L’islam n'a pas de problème avec l'Occident, mais avec ses propres fidèles
TARIQ RAMADAN A DAKAR

Dakar, 11 mars (APS) – Le problème de l'islam, ce n’est pas avec l’Occident, mais avec ses propres fidèles, a dit lundi à Dakar le philosophe suisse d'origine égyptienne, Tariq Ramadan, qui souligne "l’urgente nécessité" pour les musulmans de se réconcilier avec l’éthique de leur religion.
"Le Coran ne changera jamais. Les textes du prophète [Mouhammad, PSL] ne changeront pas. Ce qui doit changer, c’est notre façon d’appréhender les choses, notre façon de lire et de comprendre les défis qui nous interpellent. Le problème de l’islam, ce n’est pas l’Occident. Ce n’est pas les autres, mais nous-mêmes", a déclaré M. Ramadan en animant une conférence à l’Université Cheikh Anta Diop (UCAD) de Dakar.
La conférence, axée sur "l’urgente nécessité de repenser l’éthique islamique : la spiritualité et la loi", a réuni des chercheurs, des islamologues et de nombreux étudiants. Dans un grand auditorium de l’UCAD plein comme un œuf, Tariq Ramadan s’est longuement appesanti sur l’éthique musulmane et les défis à relever par l'islam.
"Notre attitude psychologique devient une attitude de prohibition, d’interdiction et de protection. Il faut repenser l’éthique musulmane pour sortir de ce carcan, en se posant cette interrogation : les textes divins nous permettent-ils de nous distinguer de l’autre ou de nous réconcilier avec nous-mêmes ?" a-t-il commenté devant l'auditoire.
"L’un des nos problèmes [en tant que musulmans] est d'ordre intellectuel et psychologique. Quand on se sent dominé ou quand on est en position de victime, nous avons le réflexe d’invoquer les lois en disant : +ça c’est juste, ça c’est faut, ça c’est prohibé+", a analysé M. Ramadan.

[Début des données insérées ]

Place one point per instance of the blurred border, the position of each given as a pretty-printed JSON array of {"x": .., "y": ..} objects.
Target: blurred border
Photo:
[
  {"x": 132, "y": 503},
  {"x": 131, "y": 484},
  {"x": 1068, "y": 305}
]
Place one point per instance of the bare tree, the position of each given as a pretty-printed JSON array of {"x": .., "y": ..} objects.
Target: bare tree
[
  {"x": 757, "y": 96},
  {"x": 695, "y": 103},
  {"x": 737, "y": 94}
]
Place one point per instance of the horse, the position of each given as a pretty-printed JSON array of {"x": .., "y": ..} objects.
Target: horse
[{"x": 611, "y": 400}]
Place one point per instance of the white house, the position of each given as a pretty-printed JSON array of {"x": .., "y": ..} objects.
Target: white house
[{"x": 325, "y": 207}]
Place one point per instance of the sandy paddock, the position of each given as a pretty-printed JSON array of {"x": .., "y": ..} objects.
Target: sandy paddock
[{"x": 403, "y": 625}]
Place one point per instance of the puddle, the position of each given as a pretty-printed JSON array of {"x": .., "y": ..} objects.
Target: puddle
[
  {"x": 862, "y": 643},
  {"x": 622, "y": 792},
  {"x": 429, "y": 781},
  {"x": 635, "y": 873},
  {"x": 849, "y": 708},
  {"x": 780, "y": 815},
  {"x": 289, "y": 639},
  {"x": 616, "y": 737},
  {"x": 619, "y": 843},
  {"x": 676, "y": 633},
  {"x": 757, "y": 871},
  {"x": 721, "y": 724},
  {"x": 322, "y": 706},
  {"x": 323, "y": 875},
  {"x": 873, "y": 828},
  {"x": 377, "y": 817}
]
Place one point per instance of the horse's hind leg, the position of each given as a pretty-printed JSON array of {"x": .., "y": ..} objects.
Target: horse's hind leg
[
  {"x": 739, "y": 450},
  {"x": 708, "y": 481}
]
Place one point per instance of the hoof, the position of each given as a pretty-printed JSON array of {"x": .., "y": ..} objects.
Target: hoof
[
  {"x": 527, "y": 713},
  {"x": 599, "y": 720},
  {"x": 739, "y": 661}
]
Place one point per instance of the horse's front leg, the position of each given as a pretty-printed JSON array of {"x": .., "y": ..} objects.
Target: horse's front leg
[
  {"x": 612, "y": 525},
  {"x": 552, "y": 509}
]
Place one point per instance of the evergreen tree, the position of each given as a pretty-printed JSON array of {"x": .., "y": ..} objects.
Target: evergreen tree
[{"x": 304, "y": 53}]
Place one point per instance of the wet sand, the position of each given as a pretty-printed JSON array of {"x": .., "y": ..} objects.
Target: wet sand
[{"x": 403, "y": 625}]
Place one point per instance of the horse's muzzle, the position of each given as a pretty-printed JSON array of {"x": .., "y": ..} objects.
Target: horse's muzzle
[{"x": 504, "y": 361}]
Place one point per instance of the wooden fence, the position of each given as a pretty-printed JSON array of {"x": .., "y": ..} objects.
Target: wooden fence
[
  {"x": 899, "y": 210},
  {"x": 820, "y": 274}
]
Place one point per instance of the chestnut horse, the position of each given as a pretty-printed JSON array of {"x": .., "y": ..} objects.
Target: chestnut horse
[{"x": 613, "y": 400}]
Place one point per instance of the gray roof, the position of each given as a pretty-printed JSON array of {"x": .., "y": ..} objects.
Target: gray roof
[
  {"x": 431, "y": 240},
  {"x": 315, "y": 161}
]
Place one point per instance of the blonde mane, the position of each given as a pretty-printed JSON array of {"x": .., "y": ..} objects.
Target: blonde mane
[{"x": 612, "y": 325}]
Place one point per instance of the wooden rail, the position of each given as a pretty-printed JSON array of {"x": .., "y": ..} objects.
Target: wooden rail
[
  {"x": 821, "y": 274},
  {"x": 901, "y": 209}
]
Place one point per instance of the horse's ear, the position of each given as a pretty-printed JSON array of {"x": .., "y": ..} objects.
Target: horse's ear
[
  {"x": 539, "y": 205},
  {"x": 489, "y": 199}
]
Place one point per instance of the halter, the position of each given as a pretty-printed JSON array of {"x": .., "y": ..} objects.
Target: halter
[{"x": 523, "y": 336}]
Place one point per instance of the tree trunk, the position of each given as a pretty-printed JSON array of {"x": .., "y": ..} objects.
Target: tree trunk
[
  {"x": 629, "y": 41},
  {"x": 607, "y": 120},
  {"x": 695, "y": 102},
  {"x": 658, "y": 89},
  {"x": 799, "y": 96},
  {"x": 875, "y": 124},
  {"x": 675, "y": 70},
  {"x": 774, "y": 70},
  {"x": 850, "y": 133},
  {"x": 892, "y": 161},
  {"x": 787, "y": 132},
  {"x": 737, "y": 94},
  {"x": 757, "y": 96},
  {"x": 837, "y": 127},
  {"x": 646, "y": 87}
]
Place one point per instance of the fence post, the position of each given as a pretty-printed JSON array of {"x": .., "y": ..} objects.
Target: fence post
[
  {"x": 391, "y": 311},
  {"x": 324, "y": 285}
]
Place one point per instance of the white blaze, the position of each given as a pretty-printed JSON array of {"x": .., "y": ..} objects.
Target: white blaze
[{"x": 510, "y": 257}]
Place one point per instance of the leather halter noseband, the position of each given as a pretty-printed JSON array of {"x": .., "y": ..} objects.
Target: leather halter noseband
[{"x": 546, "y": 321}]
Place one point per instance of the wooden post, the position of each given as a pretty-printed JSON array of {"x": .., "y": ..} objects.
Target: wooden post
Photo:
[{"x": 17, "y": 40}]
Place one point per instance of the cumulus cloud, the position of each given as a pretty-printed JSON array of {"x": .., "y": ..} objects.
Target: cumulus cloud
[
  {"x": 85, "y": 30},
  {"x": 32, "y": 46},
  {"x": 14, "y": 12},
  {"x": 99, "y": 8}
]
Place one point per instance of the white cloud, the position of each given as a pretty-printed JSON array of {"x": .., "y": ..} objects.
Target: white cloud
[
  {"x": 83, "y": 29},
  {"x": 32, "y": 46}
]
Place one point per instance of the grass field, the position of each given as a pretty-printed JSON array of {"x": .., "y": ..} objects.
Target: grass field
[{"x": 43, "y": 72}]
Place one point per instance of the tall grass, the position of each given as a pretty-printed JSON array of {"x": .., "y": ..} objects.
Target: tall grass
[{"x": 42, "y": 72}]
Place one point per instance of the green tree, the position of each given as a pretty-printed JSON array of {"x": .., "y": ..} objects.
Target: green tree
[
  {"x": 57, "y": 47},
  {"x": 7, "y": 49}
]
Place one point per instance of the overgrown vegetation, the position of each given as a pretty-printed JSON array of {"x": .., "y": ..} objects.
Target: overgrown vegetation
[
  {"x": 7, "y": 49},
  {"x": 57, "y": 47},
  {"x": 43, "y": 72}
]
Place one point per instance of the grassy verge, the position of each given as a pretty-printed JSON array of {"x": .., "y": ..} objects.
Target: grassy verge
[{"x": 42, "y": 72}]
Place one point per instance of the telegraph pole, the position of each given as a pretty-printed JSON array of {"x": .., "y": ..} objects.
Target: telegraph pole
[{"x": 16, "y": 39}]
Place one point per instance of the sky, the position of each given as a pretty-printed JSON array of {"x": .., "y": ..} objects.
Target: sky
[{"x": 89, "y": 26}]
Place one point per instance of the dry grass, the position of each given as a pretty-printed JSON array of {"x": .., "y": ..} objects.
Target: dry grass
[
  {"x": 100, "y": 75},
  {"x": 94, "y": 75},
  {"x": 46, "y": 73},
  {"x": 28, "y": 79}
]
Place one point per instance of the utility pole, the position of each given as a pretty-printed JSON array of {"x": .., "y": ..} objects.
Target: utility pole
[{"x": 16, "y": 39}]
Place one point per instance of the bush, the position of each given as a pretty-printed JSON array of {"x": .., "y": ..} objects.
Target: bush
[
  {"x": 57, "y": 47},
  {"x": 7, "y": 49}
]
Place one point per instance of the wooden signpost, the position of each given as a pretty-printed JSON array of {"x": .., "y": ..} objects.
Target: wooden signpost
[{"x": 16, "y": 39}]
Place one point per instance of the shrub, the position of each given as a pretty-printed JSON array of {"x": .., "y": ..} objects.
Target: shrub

Il estime que cette posture d'homme dominé ou sur la défensive traduit "une attitude psychologique très problématique parce que le premier principe en islam, c’est la permission, pas l’interdiction". "Mais, quand on se sent agressé, on a tendance à penser que c’est le contraire..."
"Dans toutes les communautés musulmanes, au Sénégal, au Moyen-Orient ou même en Occident, a poursuivi ce spécialiste de l'islam contemporain, j’ai constaté une focalisation du discours musulman sur des éléments de la prohibition ou de la culpabilité. Pas un discours fondé sur l’essence de l’islam, sa lumière, son ouverture et ses objectifs."
Tariq Ramadan pense que "la principale victime de cette attitude psychologique, dans les communautés musulmanes, ce sont les femmes qui deviennent l’objet de tous les interdits". "Elles sont cloisonnées dans des enfermements culturels. Or, dans la tradition musulmane, le Coran ne recommande pas d'enfermer les femmes, mais de les libérer de ces enfermements culturels", a souligné M. Ramadan, professeur d’islam contemporain à l’Université d'Oxford (Royaume-Uni).
"Nous sommes intellectuellement aliénés, car nous avons offert la possibilité d’être intellectuellement aliénables […] comme les Africains ont été colonisés parce qu’ils étaient colonisables […]. Il faut se réconcilier avec nous-mêmes et cesser de nous distinguer des autres", a recommandé Tariq Ramadan.
M. Ramadan est enseignant à l’Université de Doshisha (Japon) et dirige le Centre de recherche sur la législation et l’éthique islamiques (CILE) de Doha (Qatar).
En 2004, le journal américain Time le classait parmi les 100 personnes les plus influentes dans le monde. Il a fait des études de littérature française et de philosophie à l’Université de Genève (Suisse).